PROdigital TV e.V.

Pressemeldungen

20.02.2026

Zur Berlinale: PROdigitalTV Medienfrühstück mit einer Experten-Bestandsaufnahme: Wie hat KI die Medienwirtschaft verändert?

Mensch versus Maschine? Die KI gewinnt in rasantem Tempo Fahrt und stellt die Medienwirtschaft vor immer neue Herausforderungen. Experten aus der Branche setzten sich auf dem Symposium mit der Frage auseinander, welchen Einfluss die KI auf Content, Kommun


Am 17. Februar fand das PROdigitalTV Medienfrühstück in Berlin traditionell im Umfeld der Berlinale statt. Sponsor der jährlich wiederkehrenden Veranstaltung war die HEUSSEN Rechtsanwaltsgesellschaft.

Ein Schwerpunktthema war in diesem Jahr eine erste Bestandsaufnehme, wie weit Künstliche Intelligenz die Medienwirtschaft nicht nur beeinflusst, sondern zunehmend auch steuert. Dabei geht es neben der dynamischen technologischen Fortentwicklung auch um die Konsequenzen ihres Einsatzes: Für Kreative und Produzenten, für Contentformate und Vermarkter, und letztlich auch für Konsumenten. Ein wesentlicher Aspekt war auch die Betrachtung rechtlicher Grundsatzfragen, wie z.B. die nach einer funktionierenden Regulierung.
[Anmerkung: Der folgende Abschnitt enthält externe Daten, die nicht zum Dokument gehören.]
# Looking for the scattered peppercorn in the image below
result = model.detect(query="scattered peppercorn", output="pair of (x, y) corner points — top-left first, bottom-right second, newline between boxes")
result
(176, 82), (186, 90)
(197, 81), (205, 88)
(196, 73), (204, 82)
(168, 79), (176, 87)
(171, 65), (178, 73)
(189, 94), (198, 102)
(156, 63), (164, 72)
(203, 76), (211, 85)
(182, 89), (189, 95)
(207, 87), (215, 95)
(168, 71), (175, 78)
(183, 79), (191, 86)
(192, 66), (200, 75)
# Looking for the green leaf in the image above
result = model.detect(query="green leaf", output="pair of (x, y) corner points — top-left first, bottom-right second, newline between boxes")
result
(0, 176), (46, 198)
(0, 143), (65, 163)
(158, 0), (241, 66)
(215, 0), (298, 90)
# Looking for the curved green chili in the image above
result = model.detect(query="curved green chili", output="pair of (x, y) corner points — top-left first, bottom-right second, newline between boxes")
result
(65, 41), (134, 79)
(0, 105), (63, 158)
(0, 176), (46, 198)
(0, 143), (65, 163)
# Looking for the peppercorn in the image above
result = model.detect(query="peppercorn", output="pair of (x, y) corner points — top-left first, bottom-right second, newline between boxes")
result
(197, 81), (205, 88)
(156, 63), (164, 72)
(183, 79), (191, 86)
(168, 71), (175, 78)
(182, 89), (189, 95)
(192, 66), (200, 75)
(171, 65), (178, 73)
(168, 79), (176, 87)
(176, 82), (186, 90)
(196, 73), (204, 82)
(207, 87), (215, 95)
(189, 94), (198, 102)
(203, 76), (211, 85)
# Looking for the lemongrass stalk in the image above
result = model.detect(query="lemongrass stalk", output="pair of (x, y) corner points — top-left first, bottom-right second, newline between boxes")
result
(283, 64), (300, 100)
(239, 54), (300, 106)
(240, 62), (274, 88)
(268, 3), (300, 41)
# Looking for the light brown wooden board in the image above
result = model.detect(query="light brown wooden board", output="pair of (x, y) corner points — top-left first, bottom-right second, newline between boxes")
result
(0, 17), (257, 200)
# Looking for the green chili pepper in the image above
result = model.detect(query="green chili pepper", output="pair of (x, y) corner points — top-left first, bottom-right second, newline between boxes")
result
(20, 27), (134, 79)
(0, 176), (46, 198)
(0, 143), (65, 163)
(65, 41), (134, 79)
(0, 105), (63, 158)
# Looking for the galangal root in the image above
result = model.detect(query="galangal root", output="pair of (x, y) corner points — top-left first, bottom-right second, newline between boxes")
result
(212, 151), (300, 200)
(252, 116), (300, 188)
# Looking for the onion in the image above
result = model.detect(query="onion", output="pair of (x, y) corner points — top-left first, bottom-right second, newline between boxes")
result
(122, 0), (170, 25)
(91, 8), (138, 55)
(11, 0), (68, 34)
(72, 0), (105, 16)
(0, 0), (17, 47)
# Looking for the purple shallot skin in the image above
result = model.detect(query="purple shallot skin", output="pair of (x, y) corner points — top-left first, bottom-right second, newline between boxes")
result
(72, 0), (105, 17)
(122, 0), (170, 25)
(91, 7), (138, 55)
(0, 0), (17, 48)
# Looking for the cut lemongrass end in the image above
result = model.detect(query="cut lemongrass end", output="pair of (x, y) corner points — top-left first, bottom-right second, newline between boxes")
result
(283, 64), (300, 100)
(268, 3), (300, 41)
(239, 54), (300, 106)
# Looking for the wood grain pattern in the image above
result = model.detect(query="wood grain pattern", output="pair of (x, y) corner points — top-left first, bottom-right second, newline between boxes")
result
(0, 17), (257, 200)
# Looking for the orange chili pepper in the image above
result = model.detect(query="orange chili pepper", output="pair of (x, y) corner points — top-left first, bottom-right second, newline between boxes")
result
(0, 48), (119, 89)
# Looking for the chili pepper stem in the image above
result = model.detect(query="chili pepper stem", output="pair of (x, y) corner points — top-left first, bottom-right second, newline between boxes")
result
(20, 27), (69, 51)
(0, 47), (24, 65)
„Natürlich ist die KI für Kreative und Kommunikationsagenturen ein Gamechanger“,

Gregor C. Blach, Gründer und Geschäftsführer der Agentur „WE DO communication“ und Vorstand des Marketing Club Berlin e.V., stellte in seinem Vortrag menschliche Kompetenz und Künstliche Intelligenz als zwei Pole dar, die sich gegenseitig befruchten, aber auch im Wettbewerb zueinander stehen können. Kreativagenturen, so Blach, arbeiten heute mit verschiedenen KIs, die neben einem höheren Arbeitstempo auch selbst Ideen vorschlagen.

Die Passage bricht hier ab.